Obama veut régulariser les sans-papiers

  • 15 novembre 2012
Le président Obama est attendu sur plusieurs sujets pour son second mandat.
Le président Obama est attendu sur plusieurs sujets pour son second mandat.

Interrogé à plusieurs reprises par les journalistes américains sur le scandale Petraeus, Barack Obama a declaré n’avoir « aucune preuve pour le moment que des secrets aient été divulgués » par le général et patron de la CIA à son amante. Il souligne cependant que l’enquête se poursuit et qu’il « ne veut pas faire de commentaires à ce propos ».

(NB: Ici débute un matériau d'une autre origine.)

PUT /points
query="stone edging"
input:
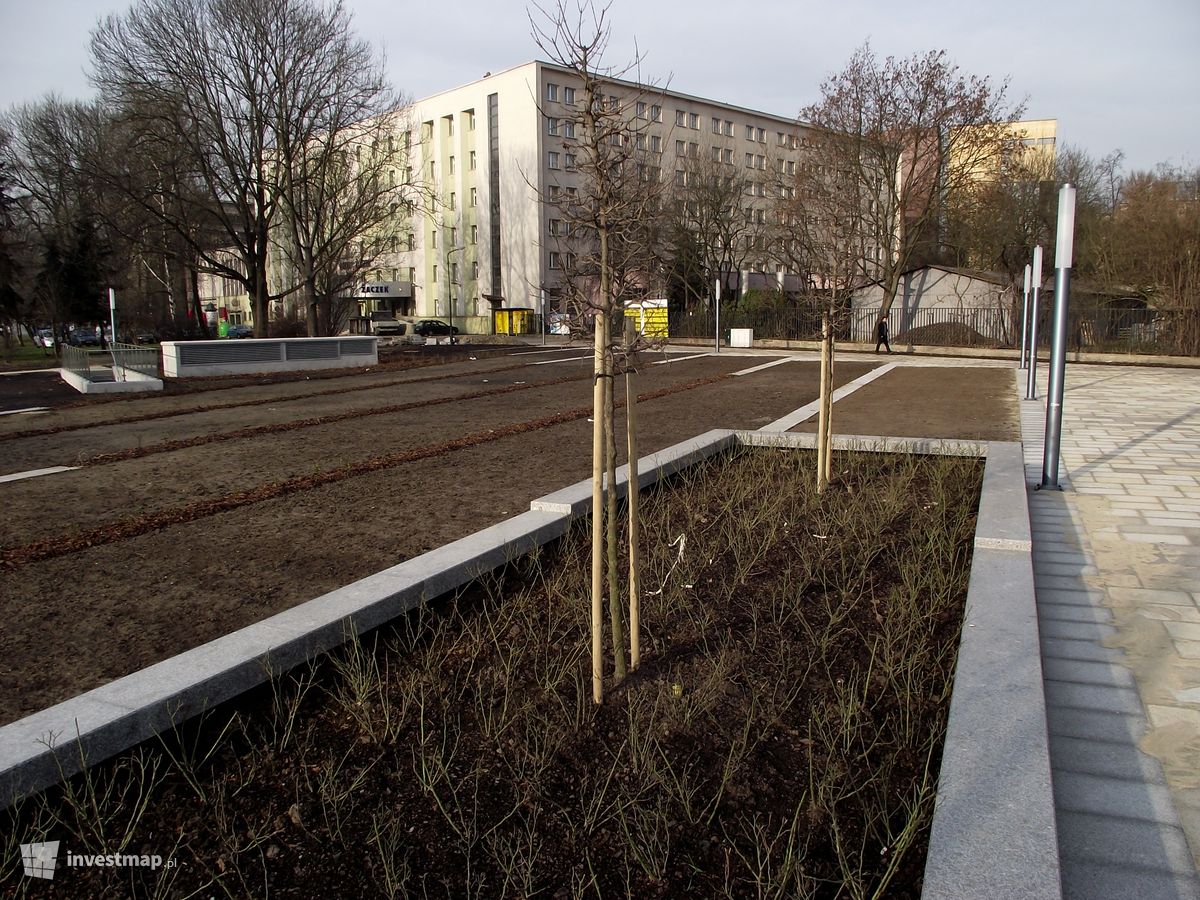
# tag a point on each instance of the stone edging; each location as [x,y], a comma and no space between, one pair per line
[994,829]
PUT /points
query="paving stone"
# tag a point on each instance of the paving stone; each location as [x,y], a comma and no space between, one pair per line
[1074,612]
[1086,651]
[1090,696]
[1132,843]
[1097,672]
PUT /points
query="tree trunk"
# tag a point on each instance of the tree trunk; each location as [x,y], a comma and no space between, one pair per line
[601,327]
[610,431]
[822,411]
[635,555]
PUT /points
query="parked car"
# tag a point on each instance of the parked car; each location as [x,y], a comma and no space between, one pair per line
[83,337]
[426,328]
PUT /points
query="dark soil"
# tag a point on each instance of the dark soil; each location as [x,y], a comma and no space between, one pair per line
[780,738]
[124,599]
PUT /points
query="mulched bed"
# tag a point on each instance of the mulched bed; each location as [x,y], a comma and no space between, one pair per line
[780,738]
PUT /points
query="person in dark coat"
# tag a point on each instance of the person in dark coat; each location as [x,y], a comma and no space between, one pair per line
[881,334]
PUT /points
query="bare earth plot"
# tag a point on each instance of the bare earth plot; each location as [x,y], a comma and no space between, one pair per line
[153,547]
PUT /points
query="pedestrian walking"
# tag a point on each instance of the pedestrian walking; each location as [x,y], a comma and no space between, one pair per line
[881,334]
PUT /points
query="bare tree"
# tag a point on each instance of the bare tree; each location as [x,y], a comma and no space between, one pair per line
[606,250]
[250,100]
[336,127]
[718,226]
[901,136]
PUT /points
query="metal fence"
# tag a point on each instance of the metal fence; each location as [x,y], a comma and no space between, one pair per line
[99,365]
[1096,330]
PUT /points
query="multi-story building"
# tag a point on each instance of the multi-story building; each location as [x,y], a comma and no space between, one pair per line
[495,157]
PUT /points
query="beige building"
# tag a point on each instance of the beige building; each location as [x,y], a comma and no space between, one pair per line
[497,156]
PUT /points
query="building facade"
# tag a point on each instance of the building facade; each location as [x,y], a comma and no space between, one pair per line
[495,159]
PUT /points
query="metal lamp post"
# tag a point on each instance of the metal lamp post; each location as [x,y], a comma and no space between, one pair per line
[1063,252]
[717,334]
[1031,388]
[1025,317]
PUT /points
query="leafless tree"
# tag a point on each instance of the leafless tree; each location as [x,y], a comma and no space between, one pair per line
[607,214]
[238,94]
[901,136]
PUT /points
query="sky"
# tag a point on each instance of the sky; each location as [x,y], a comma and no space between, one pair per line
[1116,75]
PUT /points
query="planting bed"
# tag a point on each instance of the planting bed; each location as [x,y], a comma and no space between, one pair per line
[150,556]
[781,737]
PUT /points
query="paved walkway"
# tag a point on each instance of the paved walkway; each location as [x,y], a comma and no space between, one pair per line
[1117,574]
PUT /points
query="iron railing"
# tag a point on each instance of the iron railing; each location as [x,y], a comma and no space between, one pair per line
[111,364]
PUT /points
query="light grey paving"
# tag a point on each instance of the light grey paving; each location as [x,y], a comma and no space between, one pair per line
[1116,559]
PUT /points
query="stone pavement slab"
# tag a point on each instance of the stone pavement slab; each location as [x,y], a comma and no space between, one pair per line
[1116,559]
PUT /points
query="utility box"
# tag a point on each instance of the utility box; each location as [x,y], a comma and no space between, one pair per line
[649,316]
[514,321]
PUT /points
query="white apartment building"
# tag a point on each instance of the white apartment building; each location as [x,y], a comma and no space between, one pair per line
[492,153]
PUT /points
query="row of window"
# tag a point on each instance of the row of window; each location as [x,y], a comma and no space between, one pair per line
[555,91]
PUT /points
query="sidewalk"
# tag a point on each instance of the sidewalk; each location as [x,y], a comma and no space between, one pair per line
[1117,577]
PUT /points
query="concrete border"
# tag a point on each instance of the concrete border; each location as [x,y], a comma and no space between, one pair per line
[994,831]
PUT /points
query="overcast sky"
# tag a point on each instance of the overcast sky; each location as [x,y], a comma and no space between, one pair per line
[1116,75]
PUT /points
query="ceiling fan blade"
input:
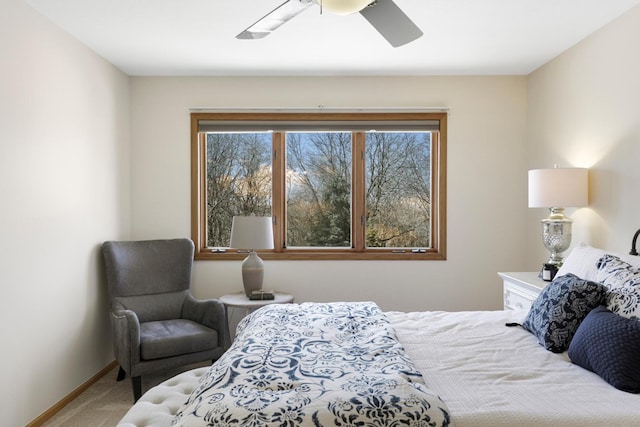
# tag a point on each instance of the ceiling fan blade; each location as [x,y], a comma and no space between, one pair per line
[391,22]
[274,19]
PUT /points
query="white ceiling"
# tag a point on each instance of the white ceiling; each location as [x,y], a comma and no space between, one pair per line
[197,37]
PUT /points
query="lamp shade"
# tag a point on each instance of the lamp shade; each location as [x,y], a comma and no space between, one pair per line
[558,187]
[344,7]
[251,232]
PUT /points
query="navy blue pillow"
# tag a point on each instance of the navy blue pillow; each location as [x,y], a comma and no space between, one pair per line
[609,345]
[556,314]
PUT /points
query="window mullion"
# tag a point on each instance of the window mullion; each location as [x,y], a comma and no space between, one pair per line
[358,225]
[278,182]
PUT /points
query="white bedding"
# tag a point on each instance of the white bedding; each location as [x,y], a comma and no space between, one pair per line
[486,373]
[492,375]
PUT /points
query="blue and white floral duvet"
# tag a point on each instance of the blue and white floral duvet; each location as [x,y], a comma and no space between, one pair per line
[310,364]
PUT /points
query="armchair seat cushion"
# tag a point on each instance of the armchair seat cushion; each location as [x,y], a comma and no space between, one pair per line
[166,338]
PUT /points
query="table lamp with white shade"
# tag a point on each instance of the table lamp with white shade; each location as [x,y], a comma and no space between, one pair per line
[556,189]
[251,233]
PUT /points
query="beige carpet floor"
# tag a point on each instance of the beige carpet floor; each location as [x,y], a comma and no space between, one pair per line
[106,401]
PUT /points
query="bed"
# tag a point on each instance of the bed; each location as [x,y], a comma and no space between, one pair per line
[426,368]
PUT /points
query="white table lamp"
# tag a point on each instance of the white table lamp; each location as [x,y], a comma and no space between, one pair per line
[252,232]
[556,189]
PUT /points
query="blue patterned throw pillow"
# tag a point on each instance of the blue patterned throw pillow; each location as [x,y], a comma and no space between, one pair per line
[622,281]
[609,345]
[560,308]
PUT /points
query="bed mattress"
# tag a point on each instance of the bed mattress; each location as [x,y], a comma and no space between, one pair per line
[486,373]
[492,375]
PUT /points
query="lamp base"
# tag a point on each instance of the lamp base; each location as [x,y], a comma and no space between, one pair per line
[556,235]
[252,273]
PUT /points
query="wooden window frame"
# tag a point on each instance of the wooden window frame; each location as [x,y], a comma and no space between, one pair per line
[437,251]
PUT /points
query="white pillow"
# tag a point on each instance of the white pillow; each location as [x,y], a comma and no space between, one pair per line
[582,262]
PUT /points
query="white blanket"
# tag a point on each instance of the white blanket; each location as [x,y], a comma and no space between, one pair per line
[492,375]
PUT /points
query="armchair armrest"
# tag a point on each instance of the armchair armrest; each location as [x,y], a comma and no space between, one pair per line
[210,313]
[126,333]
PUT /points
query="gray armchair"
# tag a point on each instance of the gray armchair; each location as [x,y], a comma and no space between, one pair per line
[157,323]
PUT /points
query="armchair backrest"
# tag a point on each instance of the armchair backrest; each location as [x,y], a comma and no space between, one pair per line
[150,277]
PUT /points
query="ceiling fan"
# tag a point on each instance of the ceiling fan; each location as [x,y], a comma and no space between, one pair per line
[384,15]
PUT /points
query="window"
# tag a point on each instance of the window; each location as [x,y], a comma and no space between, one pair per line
[338,185]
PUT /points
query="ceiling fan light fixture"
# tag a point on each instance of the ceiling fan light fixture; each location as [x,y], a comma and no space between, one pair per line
[344,7]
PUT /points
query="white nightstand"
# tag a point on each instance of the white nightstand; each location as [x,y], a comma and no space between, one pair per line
[239,305]
[521,289]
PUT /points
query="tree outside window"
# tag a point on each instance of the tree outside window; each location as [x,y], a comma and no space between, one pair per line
[335,188]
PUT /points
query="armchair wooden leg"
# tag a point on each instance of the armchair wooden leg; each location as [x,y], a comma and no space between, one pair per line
[121,374]
[136,382]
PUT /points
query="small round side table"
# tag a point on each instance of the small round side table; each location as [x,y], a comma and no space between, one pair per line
[242,302]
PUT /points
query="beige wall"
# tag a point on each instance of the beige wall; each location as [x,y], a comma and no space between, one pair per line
[584,110]
[64,186]
[486,183]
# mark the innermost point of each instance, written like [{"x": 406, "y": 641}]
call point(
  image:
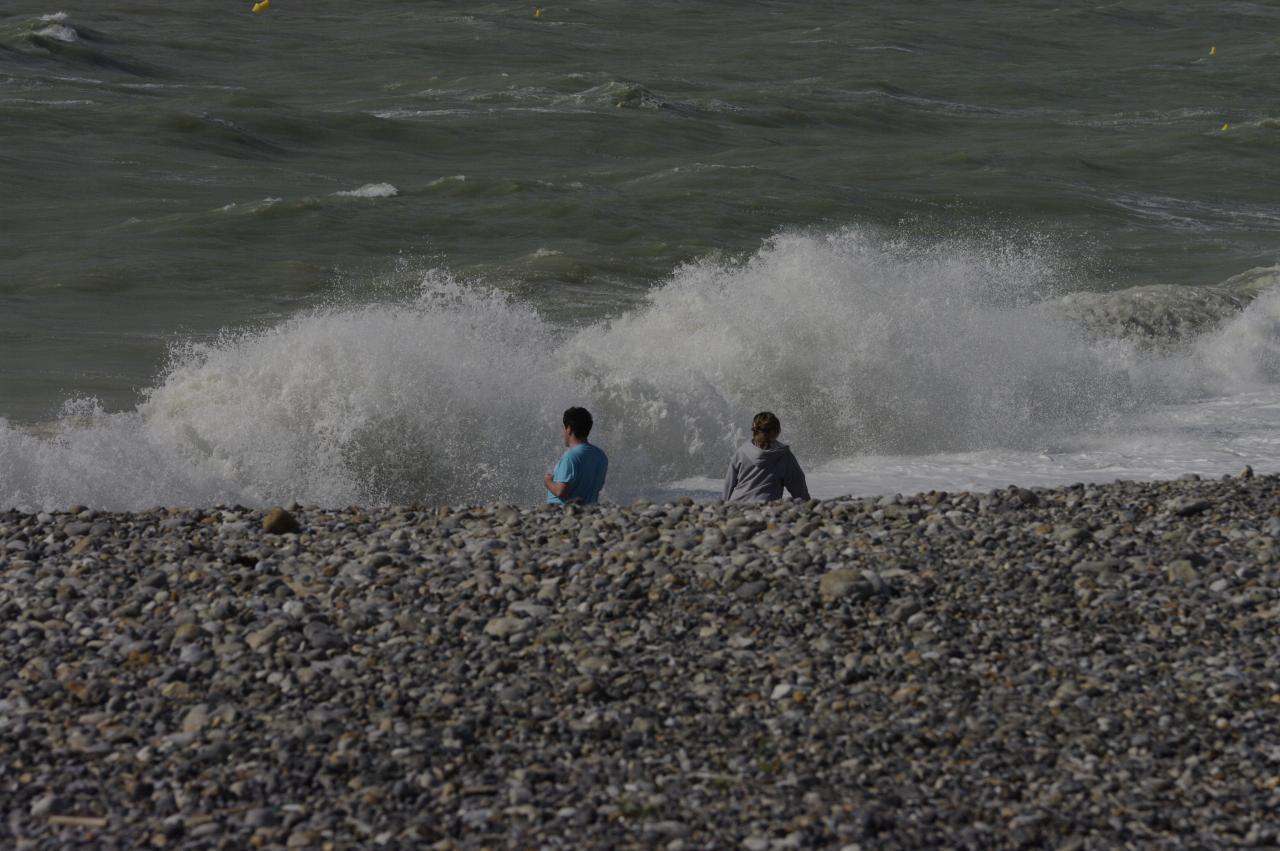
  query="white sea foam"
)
[
  {"x": 865, "y": 347},
  {"x": 370, "y": 191},
  {"x": 59, "y": 32}
]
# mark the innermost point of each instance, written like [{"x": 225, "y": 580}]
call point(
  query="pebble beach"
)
[{"x": 1091, "y": 667}]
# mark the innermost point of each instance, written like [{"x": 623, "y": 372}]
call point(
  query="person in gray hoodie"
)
[{"x": 762, "y": 467}]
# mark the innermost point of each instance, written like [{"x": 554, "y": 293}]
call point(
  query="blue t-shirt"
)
[{"x": 583, "y": 467}]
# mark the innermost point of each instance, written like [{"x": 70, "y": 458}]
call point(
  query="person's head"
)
[
  {"x": 577, "y": 424},
  {"x": 764, "y": 429}
]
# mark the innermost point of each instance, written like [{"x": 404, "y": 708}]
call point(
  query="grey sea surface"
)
[{"x": 173, "y": 170}]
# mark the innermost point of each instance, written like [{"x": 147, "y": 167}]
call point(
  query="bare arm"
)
[
  {"x": 730, "y": 477},
  {"x": 795, "y": 483},
  {"x": 558, "y": 488}
]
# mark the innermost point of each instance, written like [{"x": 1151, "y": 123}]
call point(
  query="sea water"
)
[{"x": 368, "y": 254}]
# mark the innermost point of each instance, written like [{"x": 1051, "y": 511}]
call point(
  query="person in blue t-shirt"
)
[{"x": 580, "y": 474}]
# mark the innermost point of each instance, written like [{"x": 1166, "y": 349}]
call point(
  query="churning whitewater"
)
[{"x": 863, "y": 344}]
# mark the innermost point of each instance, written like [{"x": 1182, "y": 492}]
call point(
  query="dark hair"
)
[
  {"x": 579, "y": 420},
  {"x": 764, "y": 428}
]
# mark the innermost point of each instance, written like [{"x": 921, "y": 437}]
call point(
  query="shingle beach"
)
[{"x": 1091, "y": 667}]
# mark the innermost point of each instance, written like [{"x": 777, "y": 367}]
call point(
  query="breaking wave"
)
[{"x": 862, "y": 343}]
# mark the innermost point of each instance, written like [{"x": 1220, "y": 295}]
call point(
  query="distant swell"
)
[{"x": 859, "y": 342}]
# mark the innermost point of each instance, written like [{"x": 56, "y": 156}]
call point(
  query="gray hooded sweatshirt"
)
[{"x": 757, "y": 475}]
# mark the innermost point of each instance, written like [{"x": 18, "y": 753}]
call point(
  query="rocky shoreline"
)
[{"x": 1091, "y": 667}]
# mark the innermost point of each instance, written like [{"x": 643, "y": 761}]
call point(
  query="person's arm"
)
[
  {"x": 795, "y": 483},
  {"x": 560, "y": 489},
  {"x": 561, "y": 483}
]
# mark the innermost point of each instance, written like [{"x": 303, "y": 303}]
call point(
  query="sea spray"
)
[{"x": 860, "y": 342}]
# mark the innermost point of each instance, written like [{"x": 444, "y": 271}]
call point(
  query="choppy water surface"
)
[{"x": 360, "y": 251}]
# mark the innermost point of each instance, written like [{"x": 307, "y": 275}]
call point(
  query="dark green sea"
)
[{"x": 368, "y": 251}]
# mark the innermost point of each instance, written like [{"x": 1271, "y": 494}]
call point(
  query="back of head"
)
[
  {"x": 764, "y": 429},
  {"x": 579, "y": 420}
]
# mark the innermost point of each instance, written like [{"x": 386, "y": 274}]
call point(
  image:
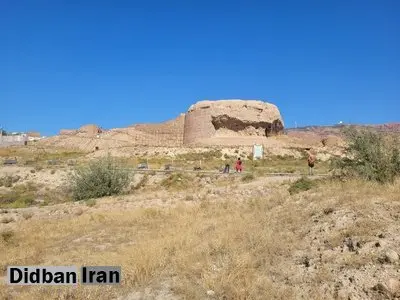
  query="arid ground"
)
[{"x": 204, "y": 235}]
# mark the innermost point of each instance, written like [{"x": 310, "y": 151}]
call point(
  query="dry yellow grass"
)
[{"x": 253, "y": 249}]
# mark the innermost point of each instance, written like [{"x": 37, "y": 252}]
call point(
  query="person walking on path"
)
[
  {"x": 311, "y": 162},
  {"x": 239, "y": 166}
]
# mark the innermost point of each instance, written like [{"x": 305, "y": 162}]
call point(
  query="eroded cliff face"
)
[
  {"x": 259, "y": 128},
  {"x": 229, "y": 118}
]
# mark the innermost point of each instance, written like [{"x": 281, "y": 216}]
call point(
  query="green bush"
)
[
  {"x": 102, "y": 177},
  {"x": 248, "y": 177},
  {"x": 370, "y": 155},
  {"x": 301, "y": 185},
  {"x": 176, "y": 180}
]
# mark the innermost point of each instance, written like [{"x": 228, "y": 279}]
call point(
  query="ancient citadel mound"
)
[{"x": 214, "y": 121}]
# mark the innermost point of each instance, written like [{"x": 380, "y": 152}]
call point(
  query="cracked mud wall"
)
[{"x": 204, "y": 122}]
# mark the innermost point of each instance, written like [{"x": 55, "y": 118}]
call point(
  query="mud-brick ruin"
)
[
  {"x": 229, "y": 121},
  {"x": 219, "y": 123}
]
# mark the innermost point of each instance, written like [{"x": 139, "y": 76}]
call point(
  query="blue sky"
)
[{"x": 114, "y": 63}]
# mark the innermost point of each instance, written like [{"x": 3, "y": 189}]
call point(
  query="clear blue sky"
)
[{"x": 65, "y": 63}]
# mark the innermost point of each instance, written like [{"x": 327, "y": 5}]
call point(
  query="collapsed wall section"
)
[{"x": 198, "y": 125}]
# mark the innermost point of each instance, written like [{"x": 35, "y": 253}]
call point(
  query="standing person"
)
[
  {"x": 226, "y": 170},
  {"x": 311, "y": 162},
  {"x": 238, "y": 165}
]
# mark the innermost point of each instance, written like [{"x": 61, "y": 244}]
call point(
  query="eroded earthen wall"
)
[{"x": 198, "y": 125}]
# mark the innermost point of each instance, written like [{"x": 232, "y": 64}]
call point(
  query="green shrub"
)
[
  {"x": 176, "y": 180},
  {"x": 102, "y": 177},
  {"x": 370, "y": 155},
  {"x": 301, "y": 185},
  {"x": 7, "y": 234},
  {"x": 7, "y": 181}
]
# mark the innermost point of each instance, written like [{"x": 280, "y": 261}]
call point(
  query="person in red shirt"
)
[{"x": 238, "y": 166}]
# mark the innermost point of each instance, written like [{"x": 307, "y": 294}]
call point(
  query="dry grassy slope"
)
[
  {"x": 174, "y": 126},
  {"x": 222, "y": 239}
]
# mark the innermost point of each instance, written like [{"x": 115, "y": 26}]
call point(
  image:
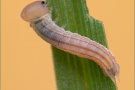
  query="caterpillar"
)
[{"x": 39, "y": 17}]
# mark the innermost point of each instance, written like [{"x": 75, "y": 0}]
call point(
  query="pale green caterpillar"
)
[{"x": 37, "y": 13}]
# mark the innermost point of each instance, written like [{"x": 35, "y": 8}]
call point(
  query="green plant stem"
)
[{"x": 73, "y": 72}]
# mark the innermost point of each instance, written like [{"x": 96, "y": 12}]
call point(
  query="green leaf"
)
[{"x": 73, "y": 72}]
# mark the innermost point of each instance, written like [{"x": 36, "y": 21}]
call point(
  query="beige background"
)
[{"x": 27, "y": 59}]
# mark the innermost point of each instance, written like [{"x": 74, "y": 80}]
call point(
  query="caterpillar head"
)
[{"x": 34, "y": 10}]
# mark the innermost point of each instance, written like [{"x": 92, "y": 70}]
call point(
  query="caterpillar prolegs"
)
[{"x": 37, "y": 13}]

En ce qui concerne l’autre scandale qui agite Washington, celui sur l’attentat meurtrier contre le consulat américain de Bengahzi dans lequel 4 Américains ont été tués sans recevoir l’aide du Pentagone et de la CIA qu’ils avaient demandée, Barack Obama affirme avoir donné l’ordre aux deux agences de « faire ce qu’il fallait pour proteger » l’ambassadeur et ses trois collegues, mais il promet de « fournir tous les renseignements disponibles » sur cet incident aux enquetes parlementaires en cours.

Meme si ces deux scandales ont dominé la première conférence de presse du président réélu, celui-ci en a profité pour lever un peu le voile sur les priorités de son dernier mandat.

La première des priorités du president Obama, c’est la résolution de la crise budgétaire des Etats-Unis, pour éviter les coupes drastiques dans les dépenses publiques et les augmentations d’impôt qui interviendront le premier janvier, en cas d’absence de compromis avec le Congres.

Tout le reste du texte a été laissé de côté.